U.S. persons are subject to several prohibitions regarding dealings with certain Venezuelan individuals and entities.  Most importantly, the new Executive Order blocks or freezes all property and assets of the Venezuelan government in the United States or in the possession or control of a U.S. person and prohibits U.S. persons from conducting any transactions with the Venezuelan government without prior U.S. Government authorization.  The Executive Order defines the “Government of Venezuela” to include “the state and Government of Venezuela, any political subdivision, agency, or instrumentality thereof, including the Central Bank of Venezuela and Petroleos de Venezuela, S.A. (PdVSA), any person owned or controlled, directly or indirectly, by the foregoing, and any person who has acted or purported to act directly or indirectly for or on behalf of, any of the foregoing, including as a member of the Maduro regime.”  In other words, these new sanctions apply broadly to include not only all aspects of the Venezuelan government, but also all Venezuelan state-owned or state-controlled companies.  
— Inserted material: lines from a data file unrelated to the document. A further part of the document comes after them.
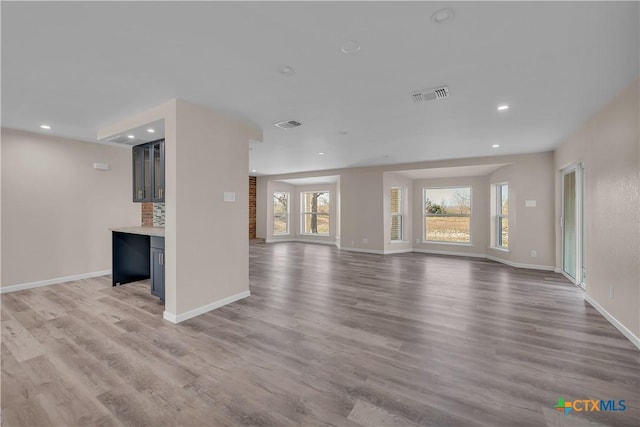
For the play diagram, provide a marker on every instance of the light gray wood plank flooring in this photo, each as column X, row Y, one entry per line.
column 326, row 338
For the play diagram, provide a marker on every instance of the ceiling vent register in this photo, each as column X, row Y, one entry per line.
column 288, row 124
column 430, row 94
column 123, row 139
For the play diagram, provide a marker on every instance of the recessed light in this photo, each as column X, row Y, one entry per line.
column 286, row 70
column 442, row 15
column 350, row 47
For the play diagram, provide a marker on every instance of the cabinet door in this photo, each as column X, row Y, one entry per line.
column 158, row 171
column 157, row 273
column 148, row 178
column 138, row 175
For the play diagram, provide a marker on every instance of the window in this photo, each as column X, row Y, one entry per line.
column 315, row 213
column 502, row 215
column 447, row 214
column 397, row 213
column 280, row 213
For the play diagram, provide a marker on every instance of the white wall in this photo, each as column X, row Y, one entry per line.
column 206, row 246
column 609, row 146
column 362, row 214
column 531, row 177
column 57, row 209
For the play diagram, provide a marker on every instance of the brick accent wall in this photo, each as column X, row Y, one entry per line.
column 147, row 214
column 252, row 207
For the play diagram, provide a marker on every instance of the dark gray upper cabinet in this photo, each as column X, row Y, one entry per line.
column 148, row 172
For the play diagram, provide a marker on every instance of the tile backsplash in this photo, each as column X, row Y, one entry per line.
column 152, row 214
column 158, row 214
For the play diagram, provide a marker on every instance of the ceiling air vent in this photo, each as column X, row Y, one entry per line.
column 288, row 125
column 123, row 139
column 430, row 94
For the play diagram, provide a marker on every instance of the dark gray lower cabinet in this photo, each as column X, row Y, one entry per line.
column 157, row 267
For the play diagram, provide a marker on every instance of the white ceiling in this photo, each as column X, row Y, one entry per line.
column 314, row 180
column 80, row 66
column 450, row 172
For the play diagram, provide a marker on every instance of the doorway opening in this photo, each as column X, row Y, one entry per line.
column 573, row 225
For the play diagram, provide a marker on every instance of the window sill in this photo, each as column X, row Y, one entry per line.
column 434, row 242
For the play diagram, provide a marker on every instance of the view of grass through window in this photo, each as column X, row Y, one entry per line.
column 502, row 193
column 280, row 213
column 396, row 213
column 447, row 214
column 315, row 216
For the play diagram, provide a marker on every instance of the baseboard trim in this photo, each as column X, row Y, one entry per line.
column 321, row 242
column 56, row 281
column 435, row 252
column 177, row 318
column 364, row 251
column 519, row 265
column 397, row 251
column 619, row 326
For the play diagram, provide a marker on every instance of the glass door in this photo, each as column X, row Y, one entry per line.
column 573, row 242
column 569, row 224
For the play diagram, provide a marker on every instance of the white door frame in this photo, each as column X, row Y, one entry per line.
column 578, row 168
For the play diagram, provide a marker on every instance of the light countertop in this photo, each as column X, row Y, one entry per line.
column 146, row 231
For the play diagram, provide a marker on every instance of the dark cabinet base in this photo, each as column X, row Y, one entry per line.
column 138, row 257
column 130, row 258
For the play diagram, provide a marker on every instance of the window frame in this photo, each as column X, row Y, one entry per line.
column 288, row 214
column 500, row 216
column 425, row 216
column 400, row 214
column 303, row 213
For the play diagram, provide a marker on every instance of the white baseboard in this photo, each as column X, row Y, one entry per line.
column 619, row 326
column 177, row 318
column 56, row 281
column 519, row 265
column 397, row 251
column 365, row 251
column 321, row 242
column 435, row 252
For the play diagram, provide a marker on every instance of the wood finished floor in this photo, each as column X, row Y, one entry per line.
column 326, row 338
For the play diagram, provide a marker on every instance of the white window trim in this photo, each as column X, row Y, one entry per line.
column 288, row 232
column 303, row 213
column 401, row 214
column 497, row 188
column 424, row 216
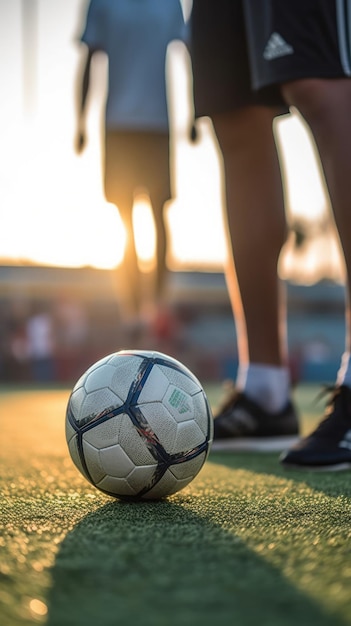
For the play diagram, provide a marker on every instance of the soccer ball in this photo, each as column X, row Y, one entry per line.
column 138, row 425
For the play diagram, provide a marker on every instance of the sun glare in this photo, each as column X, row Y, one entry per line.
column 52, row 205
column 144, row 229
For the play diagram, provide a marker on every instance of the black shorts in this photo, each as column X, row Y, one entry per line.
column 242, row 50
column 136, row 160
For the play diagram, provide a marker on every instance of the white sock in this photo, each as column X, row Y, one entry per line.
column 344, row 373
column 267, row 385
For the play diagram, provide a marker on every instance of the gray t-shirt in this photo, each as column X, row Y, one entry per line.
column 135, row 35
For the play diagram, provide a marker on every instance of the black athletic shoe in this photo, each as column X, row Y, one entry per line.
column 329, row 446
column 241, row 424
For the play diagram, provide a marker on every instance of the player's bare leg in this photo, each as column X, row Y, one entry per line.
column 256, row 230
column 325, row 105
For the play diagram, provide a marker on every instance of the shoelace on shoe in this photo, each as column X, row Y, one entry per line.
column 338, row 394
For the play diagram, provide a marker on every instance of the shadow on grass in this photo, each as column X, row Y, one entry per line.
column 161, row 564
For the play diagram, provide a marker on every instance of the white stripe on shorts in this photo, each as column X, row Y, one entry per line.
column 343, row 16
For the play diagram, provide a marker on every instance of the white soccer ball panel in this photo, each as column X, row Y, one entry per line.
column 134, row 444
column 85, row 408
column 115, row 461
column 70, row 432
column 161, row 423
column 189, row 469
column 141, row 476
column 73, row 450
column 155, row 386
column 179, row 404
column 106, row 433
column 165, row 486
column 100, row 377
column 188, row 436
column 116, row 486
column 93, row 463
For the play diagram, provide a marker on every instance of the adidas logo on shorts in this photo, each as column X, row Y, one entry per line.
column 276, row 47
The new Executive Order has potentially far reaching implications beyond the shores of the United States and Venezuela.  In fact, the Executive Order allows for OFAC to sanction non-U.S. persons (e.g., EU companies, Central American companies, Cuban companies, etc.) which provide financial, material or technological support for or to the Venezuelan government or its state-owned or state-controlled entities.  On August 6, the Trump Administration warned that foreign governments and companies could face consequences if they continue to conduct business with the Venezuelan government.  In a speech discussing the new sanctions, U.S. National Security Adviser John Bolton stated, “We are sending a signal to third parties that want to do business with the Maduro regime: Proceed with extreme caution.  There is no need to risk your business interests with the United States for the purposes of profiting from a corrupt and dying regime.”

Under new General License No. 28, OFAC has provided a 30-day wind-down period ending September 4, 2019 for individuals and businesses to wind down any dealings or transactions with the government of Venezuela or any of its state-owned or state-controlled companies.  In addition, OFAC has issued 12 other new general licenses  and 12 amended general licenses.  Several of the two dozen plus general licenses authorize U.S. persons to provide humanitarian assistance and support to the people of Venezuela, and certain other general licenses authorize specific types of transactions involving two of Venezuela’s most significant state-owned or state-controlled companies, CITGO Holdings Limited and Petróleos de Venezuela.

Companies with operations or dealings involving Venezuelan counterparties, as well as companies considering M&A transactions with targets that have such Venezuela-related business, should (1) consider how the new partial embargo may impact their business and whether any dealings or transactions must be wound down by September 4 in light of the new Executive Order; (2) conduct thorough due diligence to determine whether potential transactions might directly or indirectly involve the Venezuelan government or its state-owned or state-controlled companies; and (3) continue to monitor for further developments the United States’ rapidly expanding and evolving Venezuela sanctions program.

DISCLAIMER: Because of the generality of this update, the information provided herein may not be applicable in all situations and should not be acted upon without specific legal advice based on particular situations.